Ravagée par un incendie, The Glasgow School of Art est en passe de renaître de ses cendres. Grâce à l’audace d’une agence de communication et la solidarité de 25 artistes à la réputation internationale. Une opération gagnante sur tous les fronts.
Après un Wood Pencil aux D&DA et un prix Effie, « Ash to Art » est en bonne position pour être encore distinguée, parmi 38 autres campagnes, par The IPA (Institute of Practioners in Advertsing) qui récompense aussi l’efficacité des opérations de communication au prisme de leur créativité. Mérité, car pensée par J.Walter Thompson London, cette campagne événementielle et culturelle, qui s’est déroulée sur plus de 2 ans, a démontré toute son utilité et son ingéniosité en permettant à The Glasgow School of Art de collecter près de 706 438 £ (soit 804 000 euros).
Non pas pour lancer un programme de formation ou enrichir ses étagères de nouveaux manuscrits mais tout simplement pour reconstruire sa bibliothèque contenant des documents précieux et historiques ainsi que les travaux d’étudiant comptant pour leur futur diplôme. En effet, le bâtiment de cette institution emblématique de Grande-Bretagne et réputée pour l’excellence de son enseignement des arts ainsi que pour son architecture du début de XXème siècle signée Charles Rennie Mackintosh, a été ravagé par un incendie en mai 2014.
Un morceau de charbon de bois comme source d’inspiration
Pas de fatalité pour l’agence de communication qui a séduit les dirigeants de l’école avec une idée originale et en totale adéquation avec son univers : demander à 25 artistes renommés -dont 7 Turner Prize et 2 Knigthoods (équivalent de nos Chevaliers des Arts et des Lettres)- partout dans le monde de créer une œuvre d’art à partir d’un des débris sortis des décombres de la bibliothèque de l’école. « Nous avons reçu beaucoup de propositions, mais celle-ci nous a immédiatement plu par son audace », explique Alan Horn, directeur de The Mackintosh Campus Appeal.

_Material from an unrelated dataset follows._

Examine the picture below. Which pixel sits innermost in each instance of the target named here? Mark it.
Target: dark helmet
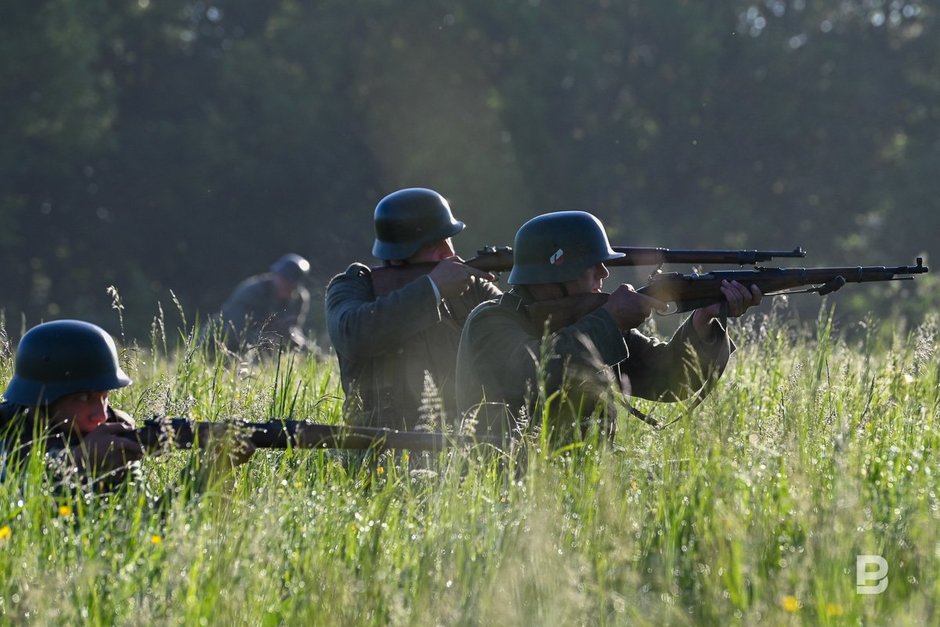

Une vente aux enchères pour collecter des fonds
Chacun des objets carbonisés -délivrés dans du papier de soie au creux d’une jolie boîte- était muni d’une étiquette portant la mention « Bookcase. Charles Rennie Mackintosh. C. 19109 », renforçant ainsi le côté émotionnel et symbolique de la démarche. Suscitant immédiatement un engouement pour le projet auprès des artistes qui ont pour certains étudié dans cette école, et un élan de solidarité général au Royaume Uni et à travers 28 pays.
« La bibliothèque de l’école est un talisman. Nous avons tous été très touchés par sa destruction. De plus, c’était une excellente idée d’utiliser des éléments du bâtiment transformés en charbon de bois. S’en servir comme fusain ou support pour nos œuvres était comme un rite de passage de l’école à l’école d’art qui renaissait de ses cendres tel un phénix », confirment les artistes, Tacita Bern, Hugo Boos et Kurt Schwitters. De son côté, Grayson Perry est tout aussi enthousiaste : « J’ai tout de suite aimé cette idée de faire face à la tragédie et à la difficulté qu’elle engendre. Et j’ai aussi beaucoup aimé cette idée d’utiliser du charbon issu du lieu du drame. C’était très intelligent et rafraîchissant, et cela m’a aussitôt inspiré. D’ailleurs, on nous a tous demandé de reproduire nos oeuvres sur des T-Shirts ou des mugs… ». Et de fait en réinterprétant ces reliquats brûlés, ils leur ont redonné corps tout en leur permettant de livrer leur message de (re)création et leur attachement à cette insititution.
Un édifice emblématique et survivant
Sculpture, dessin, mobilier, gravure, peinture, céramique, fusain, photo… ont ensuite été réunis le temps d’une exposition avant d’être vendus aux enchères chez Christie’s à Londres. Suscitant en 3 jours l’intérêt de 10000 personnes en plus de collecter une coquette somme.
« Ces artistes à la réputation internationale, ont produit des œuvres artistiques aussi inspirées que diverses dans les moyens utilisés. Nous invitant à réfléchir avec gravité et mesure sur ce que représente la destruction d’un tel édifice », souligne Leonie Grainger, directrice de la section Post-War and Contemporary Art chez Christie’s. Comme un devoir de mémoire pour mieux aborder l’avenir grâce à de futurs artistes qui vont pouvoir retourner à leurs crayons.